The US debt ceiling is a recurring distraction. I expect this time to be the same as the last few, based largely on theatre and brinksmanship. However, it is worth touching on the nuances:
Not all debt breaches are equal
The world’s largest economy and global reserve currency issuer would have no problem raising extra debt. A decision by the US not to pay its debts is in no way the same as a developing country like Argentina being unable to pay its debts.
An outright default would be devastating
Under this scenario, the world’s largest, safest asset would decide that it no longer had to honour its contracts. This would erode confidence and ignite a series of unpredictable responses, destabilising markets worldwide. The repercussions are unknowable. Where would the chain-reaction end? This scenario is highly, highly unlikely.
Alternatives to default
Given the catastrophic consequences of a default, it is more likely that the US government would implement a range of programs. This would avoid breaching the debt ceiling technically. One possible step would be furloughing federal workers, as seen in previous instances of budgetary impasses. These measures aim to temporarily reduce spending and buy time for negotiations and political resolutions.
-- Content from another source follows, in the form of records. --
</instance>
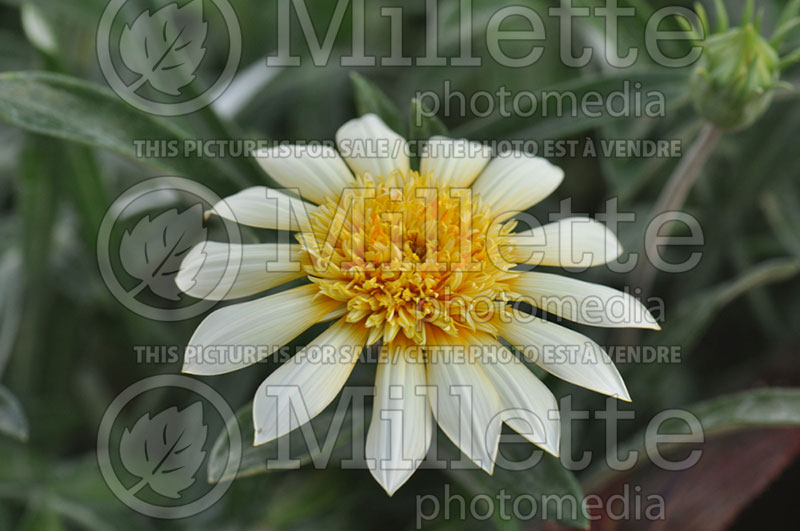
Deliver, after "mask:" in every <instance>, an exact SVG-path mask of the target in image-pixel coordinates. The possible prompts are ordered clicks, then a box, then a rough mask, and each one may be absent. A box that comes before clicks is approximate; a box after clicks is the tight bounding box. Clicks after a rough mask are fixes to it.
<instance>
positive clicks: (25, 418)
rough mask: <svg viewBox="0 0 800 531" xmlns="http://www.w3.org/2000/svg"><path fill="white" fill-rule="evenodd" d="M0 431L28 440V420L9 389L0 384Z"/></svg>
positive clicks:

President Biden’s trilemma
Biden faces conflicting obligations imposed by law and political constraints. He cannot change revenue (taxes) without congressional approval. Nor can he change spending. To complete the trilemma, he is also compelled not to break the debt ceiling, which is inherently tied to the previous two elements. Biden must either convince Congress to change one of these three, or defy Congress. Given the amount of time left, changing revenues and spending will not prevent a breach of the debt ceiling. One might therefore argue that if he does have to defy Congress, breaching the debt ceiling would be the way to go. A breach of the debt ceiling would certainly cause less damage to global financial systems than a default by the US on their debt.
Ironically, if the US were to default on its debt in some way, longer-term government bonds would end up being a net beneficiary. In the financial shock that would follow, market participants would bet on a deeper recession, and that common sense would eventually prevail in US politics.
Net effect: High probability of political brinksmanship, possibly resulting in a range of extraordinary measures designed to avoid default. Low probability that it is the end of the financial system as we know it.